Detailed Findings and Methodology:
Labor underutilization in the United States has largely improved over the past year. The underemployment rate fell in 40 states, and the national underemployment rate fell from 10.1% one year ago to 9.5% today. In the states where labor underutilization increased over the past year, the change usually coincided with sluggish economic conditions. The three states where underemployment increased the most in 2016 — Wyoming, Alaska, and North Dakota — had the largest GDP declines in the country.
All of the states with declining GDPs and rising underemployment disproportionately depend on oil. The price of crude oil fell by more than two-thirds from May 2014 through the beginning of 2016, hurting the economies of many major oil-producing states throughout the South and Midwest. While the oil industry had previously provided high-paying jobs to relatively unskilled workers, many of those who lost their industry jobs may have trouble finding employment in other sectors. In 7 of the 10 states where a relatively large share of the workforce is employed in the mining and logging sector, GDP declined substantially over the past year, and 6 of the 10 had increases in underemployment.
States where labor underutilization is improving, however, tended to have rapid economic and population growth. In recent years, waves of Americans have been migrating from the Northeast to states in the West and Southeast, where job availability is high and cost of living is low. The influx of new residents in states such as Oregon, Arizona, Georgia, and North Carolina has stimulated regional economic growth, which in turn helped decrease underemployment.
As is the case with traditional unemployment, state educational attainment appears to have an effect on underemployment. A member of the labor force with a college education is more likely to find full-time employment, and a state with a large share of college-educated adults is more likely to attract new businesses that provide and create additional job opportunities.

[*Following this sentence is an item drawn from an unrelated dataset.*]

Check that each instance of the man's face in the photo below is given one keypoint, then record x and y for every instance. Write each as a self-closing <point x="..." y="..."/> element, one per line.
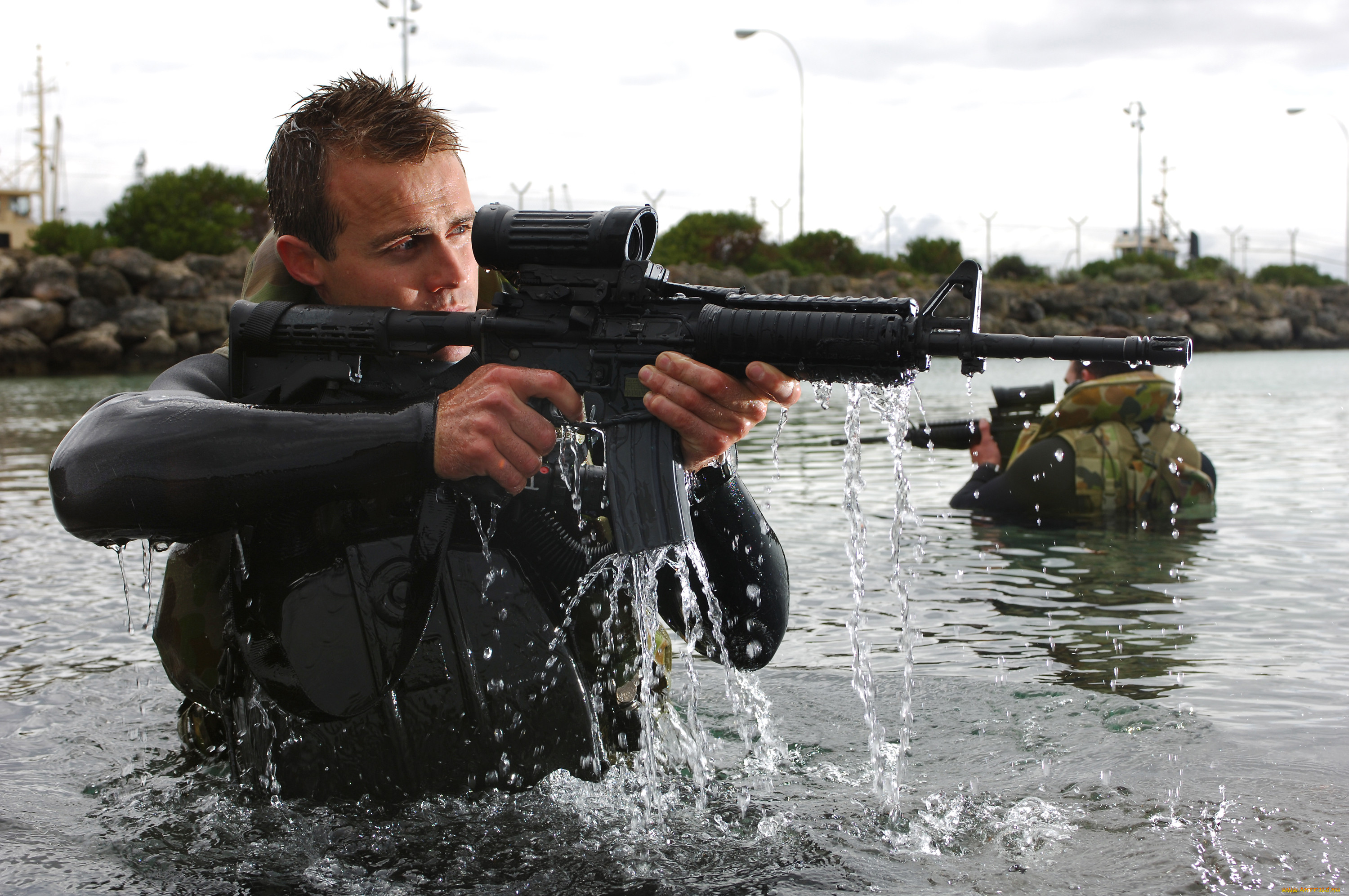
<point x="406" y="238"/>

To determine the states where it is hardest (and easiest) to find full-time work, 24/7 Wall St. examined average underemployment rates for the 12 months through the first quarter of this year as measured by the BLS. The underemployment rate is the total number of unemployed job seekers, discouraged and other marginally attached workers, and people settling for part-time jobs as a share of the labor force. We also considered the official unemployment rate as of June 2017. Also from the BLS, we reviewed average annual wages, employment, and the size of the labor force from 2015 through 2016. Socioeconomic indicators, including poverty and educational attainment rates came from the U.S. Census Bureau’s 2015 American Community Survey. GDP growth and contribution to GDP growth by industry came from the Bureau of Economic Analysis and is for the period 2015 to 2016.